To my surprise the folowing method produces a different result in debug vs release:
int result = "test".GetHashCode();
Is there any way to avoid this?
I need a reliable way to hash a string and I need the value to be consistent in debug and release mode. I would like to avoid writing my own hashing function if possible.
Why does this happen?
FYI, reflector gives me:
[ReliabilityContract(Consistency.WillNotCorruptState, Cer.MayFail), SecuritySafeCritical]
public override unsafe int GetHashCode()
{
fixed (char* str = ((char*) this))
{
char* chPtr = str;
int num = 0x15051505;
int num2 = num;
int* numPtr = (int*) chPtr;
for (int i = this.Length; i > 0; i -= 4)
{
num = (((num << 5) + num) + (num >> 0x1b)) ^ numPtr[0];
if (i <= 2)
{
break;
}
num2 = (((num2 << 5) + num2) + (num2 >> 0x1b)) ^ numPtr[1];
numPtr += 2;
}
return (num + (num2 * 0x5d588b65));
}
}
GetHashCode()
is not what you should be using to hash a string, almost 100% of the time.
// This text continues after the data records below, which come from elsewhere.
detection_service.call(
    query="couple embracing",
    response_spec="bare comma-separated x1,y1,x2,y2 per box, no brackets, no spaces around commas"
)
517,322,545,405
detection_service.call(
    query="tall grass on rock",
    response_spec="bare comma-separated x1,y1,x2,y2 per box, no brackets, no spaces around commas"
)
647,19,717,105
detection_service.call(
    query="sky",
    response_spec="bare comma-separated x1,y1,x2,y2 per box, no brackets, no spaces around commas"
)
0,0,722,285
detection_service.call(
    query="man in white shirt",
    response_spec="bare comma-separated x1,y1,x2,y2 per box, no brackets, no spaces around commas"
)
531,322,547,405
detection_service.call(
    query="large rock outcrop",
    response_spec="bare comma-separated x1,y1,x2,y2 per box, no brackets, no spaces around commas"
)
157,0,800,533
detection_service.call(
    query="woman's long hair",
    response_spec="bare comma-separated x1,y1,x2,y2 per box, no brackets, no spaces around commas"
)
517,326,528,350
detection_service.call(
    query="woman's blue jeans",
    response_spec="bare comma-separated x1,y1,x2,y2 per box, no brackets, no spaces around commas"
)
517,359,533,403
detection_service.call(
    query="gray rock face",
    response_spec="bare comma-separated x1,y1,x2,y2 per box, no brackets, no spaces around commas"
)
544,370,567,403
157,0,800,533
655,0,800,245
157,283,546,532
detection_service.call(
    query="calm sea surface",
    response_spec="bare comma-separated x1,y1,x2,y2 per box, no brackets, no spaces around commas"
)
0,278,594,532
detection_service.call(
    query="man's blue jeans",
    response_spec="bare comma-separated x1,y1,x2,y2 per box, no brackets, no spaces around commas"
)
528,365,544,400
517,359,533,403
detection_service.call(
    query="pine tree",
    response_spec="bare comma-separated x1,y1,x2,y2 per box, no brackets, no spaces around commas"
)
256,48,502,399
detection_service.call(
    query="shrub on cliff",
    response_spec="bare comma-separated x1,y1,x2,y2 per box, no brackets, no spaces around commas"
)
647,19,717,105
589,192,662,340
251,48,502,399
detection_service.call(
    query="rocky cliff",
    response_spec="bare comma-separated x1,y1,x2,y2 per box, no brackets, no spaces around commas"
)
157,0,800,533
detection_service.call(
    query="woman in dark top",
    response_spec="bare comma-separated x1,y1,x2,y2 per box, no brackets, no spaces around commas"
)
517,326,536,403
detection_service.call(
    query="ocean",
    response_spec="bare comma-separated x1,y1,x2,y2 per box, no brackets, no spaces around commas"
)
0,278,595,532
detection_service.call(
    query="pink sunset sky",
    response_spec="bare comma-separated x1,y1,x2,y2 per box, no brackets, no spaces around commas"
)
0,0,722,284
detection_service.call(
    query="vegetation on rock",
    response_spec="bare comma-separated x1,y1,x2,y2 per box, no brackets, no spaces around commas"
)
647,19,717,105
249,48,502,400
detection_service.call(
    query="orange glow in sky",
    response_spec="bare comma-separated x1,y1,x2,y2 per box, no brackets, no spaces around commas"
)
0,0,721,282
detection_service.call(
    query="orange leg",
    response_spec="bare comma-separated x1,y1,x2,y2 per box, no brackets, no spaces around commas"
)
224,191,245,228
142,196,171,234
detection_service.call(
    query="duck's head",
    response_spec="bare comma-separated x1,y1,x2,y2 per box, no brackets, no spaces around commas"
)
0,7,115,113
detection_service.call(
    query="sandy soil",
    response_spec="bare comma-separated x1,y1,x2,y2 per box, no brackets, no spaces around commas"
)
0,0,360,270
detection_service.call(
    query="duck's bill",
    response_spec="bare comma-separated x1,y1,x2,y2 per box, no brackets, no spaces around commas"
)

Without knowing what you're doing, I recommend that you use an actual hash algorithm, like SHA-1:
using(System.Security.Cryptography.SHA1Managed hp = new System.Security.Cryptography.SHA1Managed()) {
// Use hp.ComputeHash(System.Text.Encoding.ASCII (or Unicode, UTF8, UTF16, or UTF32 or something...).GetBytes(theString) to compute the hash code.
}
Update: For something a little bit faster, there's also SHA1Cng
, which is significantly faster than SHA1Managed
.
Here's a better approach that is much faster than SHA and you can replace the modified GetHasCode with it: C# fast hash murmur2
There are several implementations with different levels of "unmanaged" code, so if you need fully managed it's there and if you can use unsafe it's there too.
/// <summary>
/// Default implementation of string.GetHashCode is not consistent on different platforms (x32/x64 which is our case) and frameworks.
/// FNV-1a - (Fowler/Noll/Vo) is a fast, consistent, non-cryptographic hash algorithm with good dispersion. (see http://isthe.com/chongo/tech/comp/fnv/#FNV-1a)
/// </summary>
private static int GetFNV1aHashCode(string str)
{
if (str == null)
return 0;
var length = str.Length;
// original FNV-1a has 32 bit offset_basis = 2166136261 but length gives a bit better dispersion (2%) for our case where all the strings are equal length, for example: "3EC0FFFF01ECD9C4001B01E2A707"
int hash = length;
for (int i = 0; i != length; ++i)
hash = (hash ^ str[i]) * 16777619;
return hash;
}
I guess this implementation is slower than the unsafe one posted here. But it's much simpler and safe. Works good in case super speed is not needed.